In a more subtle vein, Ornella Fieres merges the analogue with the digital, using a combination of algorithm, self-built technologies, and other software to turn early 20th century photographs and film into beautifully eerie pieces that encapsulate a soft blurriness between our analogue past and digital present. Her IC series is particularly fascinating in how she harnesses AI to identify old photographs and write short descriptions of them as part of the pieces.
“a group of people walking down a snow covered street”, IC1, 2020 by Ornella Fieres
Ornella Fieres, An Algorithm for a Snowfall, 2019
It makes sense that a lot of these data-driven art installations require collaboration with big companies that have the capacity to accrue large data sets. The aforementioned Refik Anadol, for example, teamed up with manufacturing and tech giant Siemens to reimagine data that the company kept on their train systems. The Art of Intelligence used sensor data from these trains to artfully render their environmental impacts.
The Art of Intelligence
The Art of Intelligence
The Turkish art collaborative Ouchhh worked with another industry giant, Vodafone, to produce a video titled Dare to Dream, which harnessed projection mapping and Vodafone’s Real-Time Face Tracking software to create a dark, amorphous, sometimes-sinister rendering of a human face.

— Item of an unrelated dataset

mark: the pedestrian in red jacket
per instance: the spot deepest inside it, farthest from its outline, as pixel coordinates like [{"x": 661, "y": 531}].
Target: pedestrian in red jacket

These kinds of collaborations bring up the question of how capable small businesses and brands are of vying for a spot at the Big Data table, of taking advantage of this data to help promote and market their products. There are certainly concerns that the biggest companies are hording all the data, building these ‘data monopolies’, which have the potential to harm smaller businesses and consolidate power among the monolithic tech and media giants. On the other hand, many argue that the open-sourcing of data will lead to a more data-equitable future, or even that, by its very nature, data isn’t susceptible to monopoly because of its ubiquity and accessibility.

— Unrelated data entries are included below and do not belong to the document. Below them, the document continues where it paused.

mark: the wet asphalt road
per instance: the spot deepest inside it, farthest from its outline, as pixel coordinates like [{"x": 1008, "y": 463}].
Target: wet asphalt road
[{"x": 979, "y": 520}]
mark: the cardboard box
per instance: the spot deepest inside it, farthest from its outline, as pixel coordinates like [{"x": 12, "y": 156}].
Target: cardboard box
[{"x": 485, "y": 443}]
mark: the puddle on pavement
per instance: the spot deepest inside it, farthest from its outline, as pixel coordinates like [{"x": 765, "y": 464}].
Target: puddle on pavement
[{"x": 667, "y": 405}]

These kinds of collaborations bring up the question of how capable small businesses and brands are of vying for a spot at the Big Data table, of taking advantage of this data to help promote and market their products.
It will be compelling to see where art fits into this equation, and how the dynamics between artist and brand collaborations will evolve in this shifting landscape, especially as artists themselves continue to push the boundaries of the imaginable using the same technologies as the businesses.

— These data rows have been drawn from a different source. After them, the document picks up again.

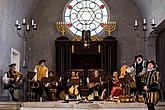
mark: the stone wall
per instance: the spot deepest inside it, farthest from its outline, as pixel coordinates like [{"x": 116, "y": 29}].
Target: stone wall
[
  {"x": 49, "y": 12},
  {"x": 10, "y": 10},
  {"x": 151, "y": 9}
]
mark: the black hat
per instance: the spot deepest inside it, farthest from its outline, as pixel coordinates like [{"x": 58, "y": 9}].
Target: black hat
[
  {"x": 151, "y": 61},
  {"x": 13, "y": 64},
  {"x": 138, "y": 56},
  {"x": 42, "y": 61}
]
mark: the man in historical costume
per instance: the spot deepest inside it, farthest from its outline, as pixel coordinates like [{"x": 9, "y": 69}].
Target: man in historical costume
[
  {"x": 151, "y": 85},
  {"x": 94, "y": 84},
  {"x": 52, "y": 86},
  {"x": 140, "y": 69},
  {"x": 123, "y": 70},
  {"x": 12, "y": 79},
  {"x": 73, "y": 90},
  {"x": 41, "y": 71},
  {"x": 117, "y": 86}
]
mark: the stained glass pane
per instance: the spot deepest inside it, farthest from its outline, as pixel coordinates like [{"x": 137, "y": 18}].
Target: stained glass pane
[{"x": 86, "y": 15}]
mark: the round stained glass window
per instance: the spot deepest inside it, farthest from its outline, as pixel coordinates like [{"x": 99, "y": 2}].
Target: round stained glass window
[{"x": 86, "y": 15}]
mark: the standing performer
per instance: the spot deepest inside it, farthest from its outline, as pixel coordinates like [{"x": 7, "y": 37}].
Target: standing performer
[
  {"x": 73, "y": 90},
  {"x": 117, "y": 86},
  {"x": 41, "y": 71},
  {"x": 140, "y": 69},
  {"x": 12, "y": 79},
  {"x": 94, "y": 84},
  {"x": 151, "y": 85}
]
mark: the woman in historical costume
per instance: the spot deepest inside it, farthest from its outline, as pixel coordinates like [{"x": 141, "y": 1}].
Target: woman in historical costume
[{"x": 151, "y": 85}]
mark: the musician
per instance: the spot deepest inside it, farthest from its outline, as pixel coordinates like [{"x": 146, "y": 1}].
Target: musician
[
  {"x": 95, "y": 85},
  {"x": 123, "y": 70},
  {"x": 140, "y": 69},
  {"x": 11, "y": 80},
  {"x": 48, "y": 84},
  {"x": 151, "y": 85},
  {"x": 41, "y": 71},
  {"x": 117, "y": 86},
  {"x": 73, "y": 91}
]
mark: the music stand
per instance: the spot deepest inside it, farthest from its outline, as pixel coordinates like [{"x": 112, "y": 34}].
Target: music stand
[
  {"x": 127, "y": 79},
  {"x": 74, "y": 81},
  {"x": 94, "y": 80}
]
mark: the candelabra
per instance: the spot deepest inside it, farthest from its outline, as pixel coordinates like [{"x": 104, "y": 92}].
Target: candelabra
[
  {"x": 145, "y": 31},
  {"x": 25, "y": 31}
]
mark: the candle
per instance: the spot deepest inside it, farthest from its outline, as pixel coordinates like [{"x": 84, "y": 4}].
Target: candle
[
  {"x": 136, "y": 23},
  {"x": 16, "y": 23},
  {"x": 144, "y": 21},
  {"x": 24, "y": 21},
  {"x": 19, "y": 27},
  {"x": 32, "y": 22},
  {"x": 153, "y": 21},
  {"x": 27, "y": 27}
]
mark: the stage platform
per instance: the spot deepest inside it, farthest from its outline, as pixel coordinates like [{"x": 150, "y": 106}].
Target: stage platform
[{"x": 97, "y": 105}]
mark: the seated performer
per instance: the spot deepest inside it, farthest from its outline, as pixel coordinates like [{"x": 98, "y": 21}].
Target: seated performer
[
  {"x": 94, "y": 84},
  {"x": 52, "y": 84},
  {"x": 123, "y": 70},
  {"x": 41, "y": 71},
  {"x": 116, "y": 90},
  {"x": 150, "y": 82},
  {"x": 73, "y": 89},
  {"x": 11, "y": 79}
]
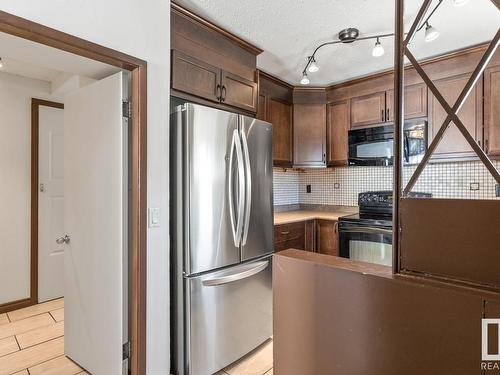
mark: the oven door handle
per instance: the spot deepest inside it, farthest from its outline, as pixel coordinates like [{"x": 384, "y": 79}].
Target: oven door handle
[{"x": 370, "y": 230}]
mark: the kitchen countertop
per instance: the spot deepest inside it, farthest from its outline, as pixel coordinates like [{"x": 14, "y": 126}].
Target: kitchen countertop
[{"x": 295, "y": 216}]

Thorne, a health/supplement company with far less reach than Siemens or Vodafone, teamed up with the experiential art collective Marshmallow Laser Feast a few years ago to create an immersive installation that took health data from people who signed up for the event and 3D mapped it into an explosion of articulated pixels on a screen in front of them. The Frontier Within installation was also connected to the web, and the company created personalized videos for the users to ‘share their inner selfie’. In essence, Thorne created its own user data and used it to help get a clearer understanding of their customer base.
There is a sea of opportunity for both brands and artists to harness the wave of Big Data and AI. It remains to be seen just where that wave will break, if it will at all.